The $2.9 billion comes in rebates that will decline steadily over the project’s 10-year lifetime. Funds for the$2.9 billion will come from electric and gas distribution customers of investor-owned utilities, and will go toward the installation of solar photovoltaics initially, with solar hot water heating and solar heating and cooling systems being added after workshops are conducted later this year.

Specifically, the CSI will:

• Provide incentives to customer-side photovoltaics (PV) and solar thermal electric projects under 1 MW capacity. This encourages the development of distributed generation rather than large, centralized projects.

San Diego Gas & Electric (SDG&E), for example, has contracted to buy 300MW of solar power for 20 years, with the potential to grow to 900 MW within 10 years, from Arizona-based Stirling Energy Systems (SES). Earlier post. CSI funding is not targeted at that scale of project.

• Authorize a pilot solar water heater (SWH) incentive program for customers of San Diego Gas and Electric Company. If successful, the PUC could offer SWH incentives statewide.

• Set initial PV incentive levels at $2.80 per watt effective Jan. 1, 2006, to be reduced by an average of approximately 10 percent annually. Incentive levels for solar thermal electric projects and solar heating and cooling will be determined in 2006. • Allocate 10 percent of program funds for low-income and affordable housing. • Develop a pay-for-performance incentive structure to reward high-performing solar projects. Under the$2.80/watt subsidy, the program will pay $8,400 toward the cost of a 3 kW system, for example, which would currently cost about$27,000 to buy and to install.

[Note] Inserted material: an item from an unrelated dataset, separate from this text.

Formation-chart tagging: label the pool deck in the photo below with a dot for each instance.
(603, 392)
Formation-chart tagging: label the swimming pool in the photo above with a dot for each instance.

The CPUC estimates the average incremental cost to a residential electric customer will be approximately $12 a year. However, the total impact on a residential customer’s monthly bill is expected to be minimal in most cases, because the cost of this program will be largely offset by the expiration, at the end of 2007, of a surcharge on utility bills to repay rate reduction bonds authorized in 1996 for electric sector restructuring. The adoption of the proposal marks partial implementation of Governor Schwarzenegger’s original “Million Solar Roofs Initiative” which failed to make it through the Legislature last year. Resources: ### Comments Why waste all of that money on clean solar power when we can buy a nice shiney new aircraft carrier instead?? Only kidding. This is great. Net program cost of$1 per watt added sounds good too.

but the sad thing is.... which other state/state(s) can afford this?

\$2.9 BILLION IN REBATES?!!
Germany has 10 times more solar than California because German utilities pay a high price for solar generated electricity, called feed-in tariffs, not rebates. Rebates didn't transform the market for solar hot water heating systems, and they will not transform the market for solar electricity either. Rebates are bureaucratic to administer, don't drive prices down, don't reward performance, frequently pay for shaded or poorly installed systems, and send the wrong market signals. Americans fondness for rebates over production incentives is misguided.

I agree regarding production vs rebates. I'd like to see more direct R&D focus on creating more efficient PV technologies in the first place too.

I am a bit unsure why rebates are not a decent way to approach the issue. If Californians can get a rebate on the installation of PV units, obviously more people will buy them than otherwise. If more people buy the units, the price will drop and the efficiency will probably go up. I think that the problem with production incentives is that they are inherently inefficient, whereas the marketplace tends to be more efficient. I also like the idea of states that want the initially more expensive technologies, (i.e. low emission vehicles and PV units,) being the ones to pay for their development and production. After a few years of development in a large market like California, the technology frequently is adopted by other states after the bugs have been worked out and the costs inherent in the switchover reduced.